With this project I aimed to draw attention to Karlis Johansons' work and help people learn how to reconstruct it. I reconstructed one of his sculptures based on the photographs of the original and shot the reconstruction process on a video. My photographs show the reconstructed Karlis Johansons sculpture. The video offers a visual guide on how to make this kind of sculpture. When making the sculpture in order to connect the bamboo poles I chose steel cables, because they were used in the original design.
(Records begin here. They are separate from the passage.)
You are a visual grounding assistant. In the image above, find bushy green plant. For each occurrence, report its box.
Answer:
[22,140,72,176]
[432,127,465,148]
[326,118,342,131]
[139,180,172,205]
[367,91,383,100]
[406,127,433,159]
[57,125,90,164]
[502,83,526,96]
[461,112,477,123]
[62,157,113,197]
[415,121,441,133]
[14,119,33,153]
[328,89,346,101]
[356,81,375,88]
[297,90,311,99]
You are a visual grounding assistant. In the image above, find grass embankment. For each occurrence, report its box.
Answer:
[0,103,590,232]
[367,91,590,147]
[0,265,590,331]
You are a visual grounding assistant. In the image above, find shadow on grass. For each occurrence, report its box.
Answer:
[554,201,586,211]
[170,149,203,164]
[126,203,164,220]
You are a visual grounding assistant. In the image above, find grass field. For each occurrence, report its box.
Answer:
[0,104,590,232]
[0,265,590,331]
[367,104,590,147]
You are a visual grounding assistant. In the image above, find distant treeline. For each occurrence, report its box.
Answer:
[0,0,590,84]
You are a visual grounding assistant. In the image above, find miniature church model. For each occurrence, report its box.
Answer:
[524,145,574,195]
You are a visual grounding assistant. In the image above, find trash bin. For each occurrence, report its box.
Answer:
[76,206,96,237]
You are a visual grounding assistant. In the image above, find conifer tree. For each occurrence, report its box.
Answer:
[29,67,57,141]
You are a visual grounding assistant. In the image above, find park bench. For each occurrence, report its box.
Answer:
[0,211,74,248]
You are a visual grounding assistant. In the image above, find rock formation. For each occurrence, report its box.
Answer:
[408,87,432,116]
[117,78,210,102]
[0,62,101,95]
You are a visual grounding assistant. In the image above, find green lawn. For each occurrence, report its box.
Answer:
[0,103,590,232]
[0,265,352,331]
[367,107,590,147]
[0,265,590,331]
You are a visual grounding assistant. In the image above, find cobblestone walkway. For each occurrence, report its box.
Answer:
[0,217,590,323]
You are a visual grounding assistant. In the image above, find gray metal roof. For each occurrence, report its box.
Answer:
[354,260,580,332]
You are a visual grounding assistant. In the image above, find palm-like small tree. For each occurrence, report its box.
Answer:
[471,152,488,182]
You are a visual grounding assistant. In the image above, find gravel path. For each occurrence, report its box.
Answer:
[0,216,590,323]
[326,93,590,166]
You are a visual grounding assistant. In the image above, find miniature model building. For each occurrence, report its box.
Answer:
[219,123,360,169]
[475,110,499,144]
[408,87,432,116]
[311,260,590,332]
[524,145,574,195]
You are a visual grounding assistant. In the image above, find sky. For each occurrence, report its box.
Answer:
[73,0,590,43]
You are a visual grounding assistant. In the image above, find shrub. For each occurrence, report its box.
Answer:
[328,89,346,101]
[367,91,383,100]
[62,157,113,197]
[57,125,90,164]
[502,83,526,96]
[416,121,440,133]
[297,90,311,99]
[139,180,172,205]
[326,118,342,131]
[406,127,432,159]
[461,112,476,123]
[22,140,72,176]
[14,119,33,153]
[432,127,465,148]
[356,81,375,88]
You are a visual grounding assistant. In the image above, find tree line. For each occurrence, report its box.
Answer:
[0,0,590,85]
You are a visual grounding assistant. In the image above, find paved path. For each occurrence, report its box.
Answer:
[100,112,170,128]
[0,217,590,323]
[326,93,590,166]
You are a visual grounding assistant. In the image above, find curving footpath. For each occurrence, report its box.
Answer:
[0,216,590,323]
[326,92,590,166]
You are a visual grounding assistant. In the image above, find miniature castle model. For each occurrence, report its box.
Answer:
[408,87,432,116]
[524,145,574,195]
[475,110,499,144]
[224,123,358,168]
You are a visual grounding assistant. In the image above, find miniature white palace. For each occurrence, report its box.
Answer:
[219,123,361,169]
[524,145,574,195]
By being forced into opposite directions with the help of the attached cables the poles create a self-tensioned object. 


Karlis Johansons is the inventor of self-tensioned kinetic sculptures. In spite of the lack of recognition by art historians, Karlis Johansons' works influenced the Bauhaus movement and were referenced by László Moholy-Nagy. Karlis Johansons was a member of the Constructivist art movement. He was the first artist who created self-tensioned sculptures and exhibited them at the museum in 1921. 


He brought nine self-tensioned sculptures to exhibitions in Moscow and MoMA, New York in 1921. There is no other proof of his invention besides the photographs from these two exhibitions. His destiny remains unknown after Constructivist artists were repressed by the government. Later the same design principle was expanded and named 'Tensegrity' (tension + integrity) by Robert Buckminster Fuller in 1955. After that, tensegrity structures became more popular and were used in art and architecture worldwide.


*Tensegrity - a structural principle based on a system of isolated components under compression inside a network of continuous tension, and arranged in such a way that the compressed members (usually bars or struts) do not touch each other while the prestressed tensioned members (usually cables or tendons) delineate the system spatially. It applies when a discontinuous set of compression elements is opposed and balanced by a continuous tensile force, thereby creating an internal prestress that stabilizes the entire structure.